Citaré a mi buen amigo peruano, Luis Benavente Gianella, especialista en opinión pública y dueño de la consultora Vox Populi Comunicación y Mercado, quién tuviera una labor excepcional en la primera vuelta peruana. Dos cosas escribía anoche:

 a) Es frecuente que en las elecciones triunfen los candidatos que se ubican en el centro y pierdan quienes están en los extremos. Pero en la elección presidencial del 10 de abril, en el Perú ocurrió lo contrario: triunfó el más izquierdista de los candidatos (Ollanta Humala, de Gana Perú), con 31,7% de los votos, y en segundo lugar quedó la más derechista (Keiko Fujimori, de Fuerza 2011) con 23,3% de los votos, de acuerdo con el conteo rápido realizado por la asociación civil Transparencia, al 100% de la muestra. Ambos sumaron 55,0% de los votos y disputarán el balotaje el 5 de junio próximo.

b) El voto logrado por Humala y Fujimori corresponde a peruanos pobres y muy pobres de zonas urbanas y rurales, dueños de los niveles educativos más bajos de la sociedad peruana, y profundamente inconformes con el sistema político y económico imperante.

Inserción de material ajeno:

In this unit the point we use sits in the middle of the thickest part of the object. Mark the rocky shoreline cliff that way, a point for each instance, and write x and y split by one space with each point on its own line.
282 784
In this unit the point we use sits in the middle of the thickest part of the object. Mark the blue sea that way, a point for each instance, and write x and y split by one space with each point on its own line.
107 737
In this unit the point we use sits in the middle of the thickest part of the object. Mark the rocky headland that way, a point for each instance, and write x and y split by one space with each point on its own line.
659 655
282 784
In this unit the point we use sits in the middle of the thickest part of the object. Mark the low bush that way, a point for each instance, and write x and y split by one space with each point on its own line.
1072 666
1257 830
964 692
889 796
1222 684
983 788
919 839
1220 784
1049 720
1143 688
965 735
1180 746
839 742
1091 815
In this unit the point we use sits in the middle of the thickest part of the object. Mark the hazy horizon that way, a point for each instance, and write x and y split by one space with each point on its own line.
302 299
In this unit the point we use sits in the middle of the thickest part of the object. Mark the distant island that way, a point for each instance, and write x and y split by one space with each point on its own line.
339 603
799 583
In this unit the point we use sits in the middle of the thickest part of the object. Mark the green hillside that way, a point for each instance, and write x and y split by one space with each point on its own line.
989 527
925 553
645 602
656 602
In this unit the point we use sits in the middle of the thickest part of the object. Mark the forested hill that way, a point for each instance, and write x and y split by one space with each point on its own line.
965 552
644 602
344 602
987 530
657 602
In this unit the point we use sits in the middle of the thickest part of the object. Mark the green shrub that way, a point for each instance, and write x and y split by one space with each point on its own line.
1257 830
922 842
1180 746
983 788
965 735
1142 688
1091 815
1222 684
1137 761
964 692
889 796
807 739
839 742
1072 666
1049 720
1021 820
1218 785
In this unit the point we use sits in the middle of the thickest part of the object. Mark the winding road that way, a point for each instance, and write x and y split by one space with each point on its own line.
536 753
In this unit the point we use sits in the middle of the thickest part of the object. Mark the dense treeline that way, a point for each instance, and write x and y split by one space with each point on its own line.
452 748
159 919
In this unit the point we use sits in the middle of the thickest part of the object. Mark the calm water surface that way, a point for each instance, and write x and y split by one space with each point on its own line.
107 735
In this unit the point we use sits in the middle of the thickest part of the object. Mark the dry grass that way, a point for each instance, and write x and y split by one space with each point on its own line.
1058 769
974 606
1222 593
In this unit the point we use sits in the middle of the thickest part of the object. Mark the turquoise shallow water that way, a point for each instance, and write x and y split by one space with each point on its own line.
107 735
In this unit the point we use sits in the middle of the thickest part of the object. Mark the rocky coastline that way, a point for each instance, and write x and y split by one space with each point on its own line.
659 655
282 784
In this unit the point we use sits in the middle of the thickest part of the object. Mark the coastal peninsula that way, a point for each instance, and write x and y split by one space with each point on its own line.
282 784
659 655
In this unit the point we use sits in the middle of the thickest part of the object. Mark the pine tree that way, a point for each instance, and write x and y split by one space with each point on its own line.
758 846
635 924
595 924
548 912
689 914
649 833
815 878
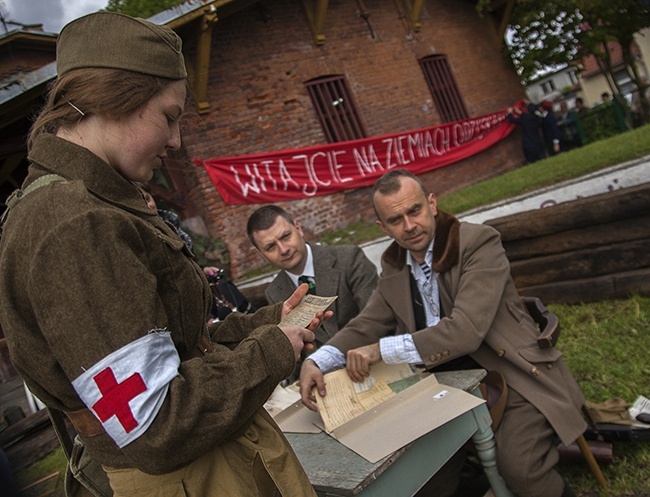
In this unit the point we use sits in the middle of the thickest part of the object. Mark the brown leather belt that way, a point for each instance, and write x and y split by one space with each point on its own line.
85 422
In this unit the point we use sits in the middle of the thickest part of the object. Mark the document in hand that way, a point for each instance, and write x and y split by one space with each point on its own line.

De esos puntos, quisiera reflexionar sobre tres dimensiones que aporta esta elección:

 1. Rara vez se da un fenómeno en donde dos candidatos que representan ser “el perdedor Condorcet” (un candidato, que al compararse con cada uno de los demás candidatos, no resulta ser el preferido por más votantes, pero entre muchos tiene chances de ganar), como lo fueron Humala y Fujimori, y que se enfrenten frente a tres candidatos que representen simultáneamente ser el “el ganador” Condorcet (un candidato, que al compararse con cada uno de los demás candidatos, es preferido por más votantes, pero entre muchos acrecienta sus chances de perder). Esto se explica porque las preferencias colectivas son cíclicas, pero es un elemento que sólo podría darse en un sistema de partidos absolutamente roto. Lo paradojal de esto es que limitará de entrada el apoyo popular en la investidura presidencial, sea que sea quién resulte electo.

2. Perú, siendo uno de los tres países regionales con mayor crecimiento sostenido a lo largo de estos años, todavía no logra hacer efectiva una plena redistribución. Lo bueno para la economía no es necesariamente bueno para la mayoría ciudadana y, lamentablemente, son millones de peruanos quienes afirman y viven esta realidad.

3. Nuevamente, la agenda política se impone con mucha fuerza en las elecciones de América Latina. Independientemente de lo que signifiquen, de sus fortalezas y debilidades, queda claro que Humala y Fujimori representan muchas cosas en sus figuras, pero seguramente poco y nada de la representación del establishment. Esta elección, como pocas en la región, propicia una buena ocasión para repensar muchas viejas concepciones entre la relación estado, sociedad y mercado, incluyendo en esta última palabra a los medios de comunicación que no lograron imponer su agenda.